By that time, I had already found that estimates were quite ad hoc. Tracking was in place (we had to bill our customers), but there was no relationship back to estimates. I had to do some analysis to extract the process from the hive of activities that often take place when someone wants an estimate. After all, a tool (whether bought or built) is not a substitute for having a known and repeatable process. Implementing a tool on top of an ad-hoc process would create bigger problems.

Because extracting process descriptions for our customers is pretty much what we do all of the time, extracting our process was not very difficult. I learned during this process that building a tool for one's own organization is very much like building one for a customer: We do for (or possibly "to") ourselves what we are always doing for our customers! I also found out the truth of the adage "the cobbler's children are always the last ones in the village to get shoes": Software companies are often the ones with the worst software tools for their own organization.

I took Katie's advice to heart, and vowed to myself to continue our regular consultations as I went through this process.

I had already been directed by our management that we would develop the tool in-house. This was against my futile arguments; I am a big fan of buying commercial off-the-shelf (COTS), instead of developing in-house. I told them that we were going to spend a serious amount of time and money to build a tool, which we could probably buy for far less money. But, to no avail; I had to build it.
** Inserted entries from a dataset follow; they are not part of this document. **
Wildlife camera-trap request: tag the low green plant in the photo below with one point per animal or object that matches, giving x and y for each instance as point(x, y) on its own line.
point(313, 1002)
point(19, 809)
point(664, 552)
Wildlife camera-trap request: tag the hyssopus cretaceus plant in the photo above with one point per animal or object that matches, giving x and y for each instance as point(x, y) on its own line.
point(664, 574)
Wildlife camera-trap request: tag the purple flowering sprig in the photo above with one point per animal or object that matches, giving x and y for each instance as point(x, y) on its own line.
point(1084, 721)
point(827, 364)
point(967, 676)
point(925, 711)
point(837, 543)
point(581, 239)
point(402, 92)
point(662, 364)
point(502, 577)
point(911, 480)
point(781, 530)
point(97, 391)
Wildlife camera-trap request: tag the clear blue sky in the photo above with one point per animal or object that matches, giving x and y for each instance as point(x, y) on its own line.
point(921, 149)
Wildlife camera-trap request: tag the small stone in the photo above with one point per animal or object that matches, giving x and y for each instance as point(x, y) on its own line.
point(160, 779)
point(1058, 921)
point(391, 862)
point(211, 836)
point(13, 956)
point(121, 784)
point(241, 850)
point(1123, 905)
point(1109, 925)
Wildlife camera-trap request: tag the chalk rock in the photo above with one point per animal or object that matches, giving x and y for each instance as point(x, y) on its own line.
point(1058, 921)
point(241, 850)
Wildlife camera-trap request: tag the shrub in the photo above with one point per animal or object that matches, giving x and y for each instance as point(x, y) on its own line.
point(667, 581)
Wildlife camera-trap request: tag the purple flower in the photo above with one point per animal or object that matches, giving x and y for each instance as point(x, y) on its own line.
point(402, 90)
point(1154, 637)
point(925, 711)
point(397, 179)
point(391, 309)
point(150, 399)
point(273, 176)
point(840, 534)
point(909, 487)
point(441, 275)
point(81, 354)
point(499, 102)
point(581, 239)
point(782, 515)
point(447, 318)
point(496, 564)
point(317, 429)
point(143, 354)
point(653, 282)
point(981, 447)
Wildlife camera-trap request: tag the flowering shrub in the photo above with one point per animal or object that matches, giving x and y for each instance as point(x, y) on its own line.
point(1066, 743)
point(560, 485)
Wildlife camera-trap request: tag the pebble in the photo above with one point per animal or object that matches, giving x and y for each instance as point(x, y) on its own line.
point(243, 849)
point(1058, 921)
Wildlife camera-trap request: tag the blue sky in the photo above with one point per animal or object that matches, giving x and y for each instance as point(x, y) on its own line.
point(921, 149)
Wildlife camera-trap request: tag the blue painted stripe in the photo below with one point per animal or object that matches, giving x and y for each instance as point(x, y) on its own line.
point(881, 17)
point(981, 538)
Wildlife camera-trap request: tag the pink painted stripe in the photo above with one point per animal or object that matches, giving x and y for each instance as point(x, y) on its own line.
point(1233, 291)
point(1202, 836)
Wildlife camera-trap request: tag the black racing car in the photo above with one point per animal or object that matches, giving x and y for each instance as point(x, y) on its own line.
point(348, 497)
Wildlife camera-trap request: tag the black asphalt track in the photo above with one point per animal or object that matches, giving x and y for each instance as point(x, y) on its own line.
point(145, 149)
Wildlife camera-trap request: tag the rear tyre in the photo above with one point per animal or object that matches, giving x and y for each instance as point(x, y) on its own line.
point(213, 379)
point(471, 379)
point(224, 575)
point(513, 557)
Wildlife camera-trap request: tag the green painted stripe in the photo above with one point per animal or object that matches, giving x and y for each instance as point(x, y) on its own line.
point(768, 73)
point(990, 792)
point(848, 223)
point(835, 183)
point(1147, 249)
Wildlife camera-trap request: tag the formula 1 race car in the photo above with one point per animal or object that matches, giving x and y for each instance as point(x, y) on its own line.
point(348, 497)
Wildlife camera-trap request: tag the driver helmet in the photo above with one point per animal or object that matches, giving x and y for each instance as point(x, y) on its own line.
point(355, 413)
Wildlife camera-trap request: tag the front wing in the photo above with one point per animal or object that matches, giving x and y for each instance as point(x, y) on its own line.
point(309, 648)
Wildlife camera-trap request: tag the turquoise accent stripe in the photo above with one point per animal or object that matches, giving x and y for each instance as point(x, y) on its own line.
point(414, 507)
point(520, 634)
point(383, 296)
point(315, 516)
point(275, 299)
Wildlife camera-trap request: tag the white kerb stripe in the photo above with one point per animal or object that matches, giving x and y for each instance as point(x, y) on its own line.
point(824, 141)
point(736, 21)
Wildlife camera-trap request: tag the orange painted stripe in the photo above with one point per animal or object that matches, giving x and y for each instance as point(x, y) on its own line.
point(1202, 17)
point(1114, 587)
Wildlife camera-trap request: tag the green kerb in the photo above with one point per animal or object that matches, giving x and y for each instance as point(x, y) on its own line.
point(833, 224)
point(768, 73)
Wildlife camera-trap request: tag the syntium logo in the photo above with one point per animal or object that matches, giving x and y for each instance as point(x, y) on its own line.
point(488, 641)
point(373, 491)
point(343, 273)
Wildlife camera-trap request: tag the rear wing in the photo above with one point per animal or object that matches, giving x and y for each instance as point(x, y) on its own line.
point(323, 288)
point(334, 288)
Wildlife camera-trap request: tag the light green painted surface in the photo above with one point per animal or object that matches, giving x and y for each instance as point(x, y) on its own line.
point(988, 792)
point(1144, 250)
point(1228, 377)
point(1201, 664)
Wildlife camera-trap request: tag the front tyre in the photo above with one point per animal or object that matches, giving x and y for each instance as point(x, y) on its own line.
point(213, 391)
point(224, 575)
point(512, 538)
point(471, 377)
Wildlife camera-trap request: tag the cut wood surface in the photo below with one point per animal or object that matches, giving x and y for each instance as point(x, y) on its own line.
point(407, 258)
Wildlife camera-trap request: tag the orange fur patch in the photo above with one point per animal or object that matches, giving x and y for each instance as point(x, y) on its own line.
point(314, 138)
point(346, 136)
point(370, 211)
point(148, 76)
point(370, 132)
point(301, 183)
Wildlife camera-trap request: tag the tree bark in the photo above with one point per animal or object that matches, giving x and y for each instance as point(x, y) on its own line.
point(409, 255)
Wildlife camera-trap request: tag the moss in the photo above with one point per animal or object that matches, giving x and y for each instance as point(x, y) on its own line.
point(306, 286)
However, I decided to still look at tools that were available for our type of organization. By then, I had a good idea of what we were looking for; so, I quickly eliminated the weaker candidates. I was basically kicking tires amongst the stronger ones, still hoping to get a "Wow!" tool that I could persuade our company to buy. I figured that, just like with any other tool—such as enterprise resource management (ERP) or professional services automation (PSA)—we would then only need to do some serious evaluation, implement, and start reaping the benefits of having the best practices of many companies at our fingertips.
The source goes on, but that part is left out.